SFER Review Process

STUDY RATINGS

To determine whether a program caused a particular outcome, a study’s research design must be able to rule out alternative explanations. For example, an employment program for low-income fathers may measure employment levels before and after program participation, but changes in employment between the two points in time may be caused by factors other than the program. Fathers who are motivated to attend the program may also be motivated to seek out jobs, so their employment levels might increase over time regardless of program participation. To measure the true effects of the program, we must also estimate the “counterfactual”—that is, what would have happened in the absence of the program.

In the SFER, only studies that used a comparison group with characteristics that are initially similar to those of the treatment group are considered credible impact studies. The outcomes of the comparison group represent the counterfactual. In the example above, the comparison group would be a group of similar fathers who did not participate in the program. These fathers could be followed over the same period of time and used to establish what the program participants’ outcomes would have been without the program. The differences at followup between this group (those who did not participate in the program) and the treatment group (those who did) likely reflects the effects of the program on employment, rather than the effects of other factors.

Not all comparison groups provide equally plausible counterfactual comparisons, and this review does not designate all studies with a comparison group as credible impact studies.
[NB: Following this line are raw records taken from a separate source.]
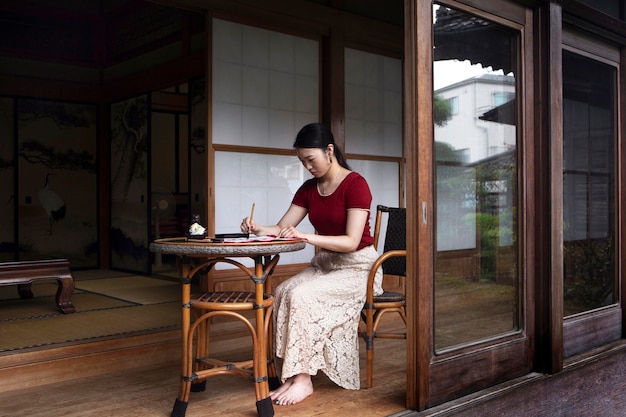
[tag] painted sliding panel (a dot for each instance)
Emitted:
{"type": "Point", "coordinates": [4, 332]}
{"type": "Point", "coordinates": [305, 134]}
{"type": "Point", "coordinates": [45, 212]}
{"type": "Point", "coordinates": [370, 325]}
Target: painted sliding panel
{"type": "Point", "coordinates": [476, 130]}
{"type": "Point", "coordinates": [265, 88]}
{"type": "Point", "coordinates": [130, 220]}
{"type": "Point", "coordinates": [57, 190]}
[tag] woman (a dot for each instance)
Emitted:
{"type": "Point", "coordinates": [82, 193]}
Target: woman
{"type": "Point", "coordinates": [316, 312]}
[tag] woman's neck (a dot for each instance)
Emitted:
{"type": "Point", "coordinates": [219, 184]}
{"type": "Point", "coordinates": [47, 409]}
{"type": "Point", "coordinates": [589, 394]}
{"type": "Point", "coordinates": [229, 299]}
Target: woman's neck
{"type": "Point", "coordinates": [331, 180]}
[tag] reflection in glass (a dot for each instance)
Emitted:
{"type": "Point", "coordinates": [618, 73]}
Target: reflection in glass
{"type": "Point", "coordinates": [588, 183]}
{"type": "Point", "coordinates": [475, 112]}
In some cases, studies use comparison groups that differ in important ways from the treatment groups. For example, if a comparison group includes fathers with a lower level of educational attainment than those in the treatment group, the fathers in the comparison group may have poorer employment prospects regardless of the program. In this case, the comparison group is not a good representation of the counterfactual because the treatment-group fathers and comparison-group fathers are different before the program begins.

A study design that randomly assigns participants to treatment or comparison groups is one of the best designs for establishing causality. In a randomized controlled trial, fathers are assigned by chance to one of the two groups. The key advantage of this design is that fathers in the treatment and comparison groups are similar, on average, in all initial characteristics, whether they are measured (such as education or employment history) or unmeasured (such as intrinsic motivation to get a job). If the treatment and comparison groups are very similar at the beginning of the study, the comparison group will be an excellent representation of the counterfactual.

To indicate the study’s quality for determining the effects of the program, we assigned a rating to every study that includes participant outcomes. This rating reflects the level of confidence that should be applied when assessing how well the research design can determine whether the program, rather than other factors, caused the reported outcomes. We took into account factors such as the use of a comparison group, use of random assignment, and similarities between the treatment and comparison groups before the start of the program.

There are three rating categories: high, moderate, and low. (Studies that do not include participant outcomes were unrated.) Only impact studies that used random assignment (randomized controlled trial) could receive a high rating. Studies with a nonrandomly assigned comparison group (quasi-experimental design) that was equivalent at baseline could receive a moderate rating. 1   We assigned low ratings to studies that reported outcomes but did not use a comparison group (such as pre/post designs) as well as studies that had methodological problems. Studies that did not include participant outcomes were unrated. See the table below for more details on the quality rating system.


[1] Regression discontinuity and single case designs also have strong internal (causal) validity, but we did not identify any relevant studies with these designs.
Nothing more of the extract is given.